Authors:   T.J. Molnar, J.M. Capik, J.C. Goffreda
Keywords:   Corylus avellana, Corylus Americana, genetic improvement, disease resistance
Abstract:
Great progress is being made at Oregon State University (OSU) to identify and characterize hazelnut (Corylus spp.) genotypes resistant to the disease Eastern Filbert Blight (EFB), caused by Anisogramma anomala (Peck) E. Müller. However, little is known about how these sources of resistance will respond to EFB in regions outside of the Pacific Northwest, especially when incorporated into advanced generation progeny. To examine this question, controlled hybridizations were made in 2000 at OSU between genotypes identified as highly resistant to EFB and genotypes susceptible to the disease. Sources of resistance evaluated were derived from ‘Zimmerman’, ‘Ratoli’, ‘Grand Traverse’, and ‘Yoder #5’. Progeny of three additional crosses, designed to yield offspring expressing moderate to moderately-high levels of quantitative resistance, were also examined. Resulting seedlings were exposed to EFB in 2003-2007 and were evaluated for their response in 2008. Plants were rated on a scale of 0 to 5, in which 0 represents no sign of EFB and 5 represents all branches exhibiting cankers. Progeny derived from ‘Zimmerman’ and ‘Ratoli’ segregated according to previous reports (3 resistant : 1 susceptible and 1 resistant : 1 susceptible, respectively).

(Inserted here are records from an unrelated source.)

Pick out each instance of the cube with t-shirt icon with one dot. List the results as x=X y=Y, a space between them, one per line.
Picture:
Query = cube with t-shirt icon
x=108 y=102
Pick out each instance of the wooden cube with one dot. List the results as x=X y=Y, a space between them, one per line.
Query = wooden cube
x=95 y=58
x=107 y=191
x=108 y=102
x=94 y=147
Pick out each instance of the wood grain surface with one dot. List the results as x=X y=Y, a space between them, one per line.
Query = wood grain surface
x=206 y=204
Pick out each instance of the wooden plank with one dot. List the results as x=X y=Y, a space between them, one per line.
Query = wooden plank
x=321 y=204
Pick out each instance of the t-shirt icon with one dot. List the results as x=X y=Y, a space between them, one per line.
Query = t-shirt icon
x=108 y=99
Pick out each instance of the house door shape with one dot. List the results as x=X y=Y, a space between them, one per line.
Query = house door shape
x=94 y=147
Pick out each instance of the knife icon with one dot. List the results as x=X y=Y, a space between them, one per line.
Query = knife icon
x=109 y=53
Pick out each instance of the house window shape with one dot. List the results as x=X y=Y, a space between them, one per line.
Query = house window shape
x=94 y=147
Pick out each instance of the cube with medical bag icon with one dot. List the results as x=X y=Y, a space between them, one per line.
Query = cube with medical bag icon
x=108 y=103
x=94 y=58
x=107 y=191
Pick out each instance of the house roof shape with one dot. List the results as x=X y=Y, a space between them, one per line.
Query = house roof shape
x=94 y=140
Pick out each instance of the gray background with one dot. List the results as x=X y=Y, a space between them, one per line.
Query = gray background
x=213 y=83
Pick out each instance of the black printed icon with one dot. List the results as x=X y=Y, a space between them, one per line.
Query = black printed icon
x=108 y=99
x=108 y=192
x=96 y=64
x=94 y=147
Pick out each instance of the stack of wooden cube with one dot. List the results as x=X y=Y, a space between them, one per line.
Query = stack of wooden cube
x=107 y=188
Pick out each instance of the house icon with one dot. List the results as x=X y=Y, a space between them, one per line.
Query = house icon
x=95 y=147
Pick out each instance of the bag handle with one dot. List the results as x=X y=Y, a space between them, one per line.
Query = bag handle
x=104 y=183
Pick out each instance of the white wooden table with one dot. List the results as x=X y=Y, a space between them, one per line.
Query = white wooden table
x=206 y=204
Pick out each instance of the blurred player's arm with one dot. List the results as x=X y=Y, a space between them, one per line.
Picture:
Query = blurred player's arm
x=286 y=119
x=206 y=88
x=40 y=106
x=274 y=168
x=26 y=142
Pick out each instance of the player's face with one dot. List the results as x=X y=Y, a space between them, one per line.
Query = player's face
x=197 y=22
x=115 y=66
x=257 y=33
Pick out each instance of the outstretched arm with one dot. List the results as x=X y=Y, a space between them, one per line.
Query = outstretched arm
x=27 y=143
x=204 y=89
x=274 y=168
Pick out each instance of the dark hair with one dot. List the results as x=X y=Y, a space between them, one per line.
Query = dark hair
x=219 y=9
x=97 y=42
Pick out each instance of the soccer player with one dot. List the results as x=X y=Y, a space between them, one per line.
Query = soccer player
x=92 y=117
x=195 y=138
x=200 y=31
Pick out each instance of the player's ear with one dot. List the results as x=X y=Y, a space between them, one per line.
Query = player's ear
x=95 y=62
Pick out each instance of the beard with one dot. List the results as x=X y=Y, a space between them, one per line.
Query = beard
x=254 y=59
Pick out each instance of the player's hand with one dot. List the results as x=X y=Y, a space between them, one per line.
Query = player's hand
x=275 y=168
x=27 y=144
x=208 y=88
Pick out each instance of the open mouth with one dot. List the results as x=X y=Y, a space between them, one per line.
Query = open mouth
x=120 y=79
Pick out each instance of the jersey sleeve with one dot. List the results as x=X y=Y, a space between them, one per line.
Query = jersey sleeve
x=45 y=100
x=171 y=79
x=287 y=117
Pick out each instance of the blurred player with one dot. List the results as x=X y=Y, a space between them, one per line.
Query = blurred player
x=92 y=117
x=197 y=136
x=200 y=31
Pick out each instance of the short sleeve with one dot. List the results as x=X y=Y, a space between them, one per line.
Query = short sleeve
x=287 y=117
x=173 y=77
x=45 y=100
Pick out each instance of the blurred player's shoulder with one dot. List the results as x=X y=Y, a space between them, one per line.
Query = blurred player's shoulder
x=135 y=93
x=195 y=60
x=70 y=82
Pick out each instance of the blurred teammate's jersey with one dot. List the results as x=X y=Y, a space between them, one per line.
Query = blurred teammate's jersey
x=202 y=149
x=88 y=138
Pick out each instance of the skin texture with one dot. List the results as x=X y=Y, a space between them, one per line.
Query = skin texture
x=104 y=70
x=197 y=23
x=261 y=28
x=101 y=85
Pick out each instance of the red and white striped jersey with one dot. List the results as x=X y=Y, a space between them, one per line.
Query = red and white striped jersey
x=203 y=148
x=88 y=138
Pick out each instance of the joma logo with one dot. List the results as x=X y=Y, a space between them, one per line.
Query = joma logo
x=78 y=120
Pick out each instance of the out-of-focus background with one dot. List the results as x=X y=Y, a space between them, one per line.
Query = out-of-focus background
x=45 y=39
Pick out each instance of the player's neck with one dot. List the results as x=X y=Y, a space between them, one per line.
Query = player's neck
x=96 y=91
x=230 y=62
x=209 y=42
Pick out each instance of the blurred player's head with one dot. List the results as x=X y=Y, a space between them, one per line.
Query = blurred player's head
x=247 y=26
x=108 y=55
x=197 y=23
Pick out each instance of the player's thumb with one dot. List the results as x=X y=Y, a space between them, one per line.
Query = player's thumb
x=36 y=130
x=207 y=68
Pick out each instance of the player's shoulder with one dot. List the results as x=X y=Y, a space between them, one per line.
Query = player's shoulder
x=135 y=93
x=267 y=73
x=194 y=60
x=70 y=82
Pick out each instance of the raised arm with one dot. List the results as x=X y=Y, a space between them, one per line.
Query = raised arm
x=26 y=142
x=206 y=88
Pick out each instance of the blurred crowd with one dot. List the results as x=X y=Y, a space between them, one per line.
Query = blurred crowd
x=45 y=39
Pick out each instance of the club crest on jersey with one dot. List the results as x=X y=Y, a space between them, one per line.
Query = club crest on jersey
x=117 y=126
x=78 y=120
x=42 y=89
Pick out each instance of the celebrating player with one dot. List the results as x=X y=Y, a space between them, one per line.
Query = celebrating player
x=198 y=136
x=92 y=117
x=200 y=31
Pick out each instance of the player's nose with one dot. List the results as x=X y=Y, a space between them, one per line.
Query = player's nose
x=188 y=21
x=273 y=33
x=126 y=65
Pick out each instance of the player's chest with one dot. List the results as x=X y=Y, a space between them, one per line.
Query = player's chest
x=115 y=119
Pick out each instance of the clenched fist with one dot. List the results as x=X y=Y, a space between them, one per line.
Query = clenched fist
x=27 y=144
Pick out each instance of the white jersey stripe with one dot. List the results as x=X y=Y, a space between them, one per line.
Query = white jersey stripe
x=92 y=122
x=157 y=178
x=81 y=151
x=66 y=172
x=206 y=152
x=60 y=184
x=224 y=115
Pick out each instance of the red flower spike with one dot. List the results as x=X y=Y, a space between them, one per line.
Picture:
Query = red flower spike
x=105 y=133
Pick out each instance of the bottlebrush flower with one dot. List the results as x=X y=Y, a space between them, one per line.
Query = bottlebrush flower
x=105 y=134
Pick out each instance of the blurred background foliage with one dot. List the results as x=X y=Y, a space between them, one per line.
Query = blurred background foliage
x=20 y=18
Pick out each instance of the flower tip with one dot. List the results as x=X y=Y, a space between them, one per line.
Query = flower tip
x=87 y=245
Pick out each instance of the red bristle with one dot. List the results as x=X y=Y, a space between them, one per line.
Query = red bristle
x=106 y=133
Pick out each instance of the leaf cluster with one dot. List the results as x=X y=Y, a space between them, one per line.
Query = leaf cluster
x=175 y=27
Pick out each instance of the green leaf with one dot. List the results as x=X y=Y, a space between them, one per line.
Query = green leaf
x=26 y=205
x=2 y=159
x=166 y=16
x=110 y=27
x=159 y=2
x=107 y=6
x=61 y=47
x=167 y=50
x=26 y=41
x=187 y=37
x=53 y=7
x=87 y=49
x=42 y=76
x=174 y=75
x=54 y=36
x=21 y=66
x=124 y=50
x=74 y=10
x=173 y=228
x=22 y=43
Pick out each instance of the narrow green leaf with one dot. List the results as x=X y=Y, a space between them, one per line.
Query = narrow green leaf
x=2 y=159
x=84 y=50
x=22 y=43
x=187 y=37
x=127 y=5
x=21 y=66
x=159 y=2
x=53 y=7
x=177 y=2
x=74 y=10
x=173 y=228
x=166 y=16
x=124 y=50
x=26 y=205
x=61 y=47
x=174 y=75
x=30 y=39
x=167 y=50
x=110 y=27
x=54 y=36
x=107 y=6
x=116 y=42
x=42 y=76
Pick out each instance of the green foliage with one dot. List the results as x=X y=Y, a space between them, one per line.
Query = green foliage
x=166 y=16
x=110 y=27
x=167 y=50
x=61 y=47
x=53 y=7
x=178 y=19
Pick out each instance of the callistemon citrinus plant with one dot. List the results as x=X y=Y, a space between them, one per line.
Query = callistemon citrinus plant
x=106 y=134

Interestingly, progeny of ‘Yoder #5’, a cultivar believed to have obtained its resistance from Corylus americana Marsh., segregated in a pattern that fit a ratio of 1 resistant : 1 susceptible. ‘Grand Traverse’ transmitted a high level of resistance to 25% of its progeny. Most seedlings of the progenies designed to express quantitative resistance were highly susceptible to EFB. This study suggests ‘Zimmerman’, ‘Ratoli’, ‘Grand Traverse’, and ‘Yoder #5’ may be directly useful in breeding resistant plants for the eastern USA, but high levels of quantitative resistance may be more difficult to obtain without recurrent selection of each generation under the severe disease pressure found in this region.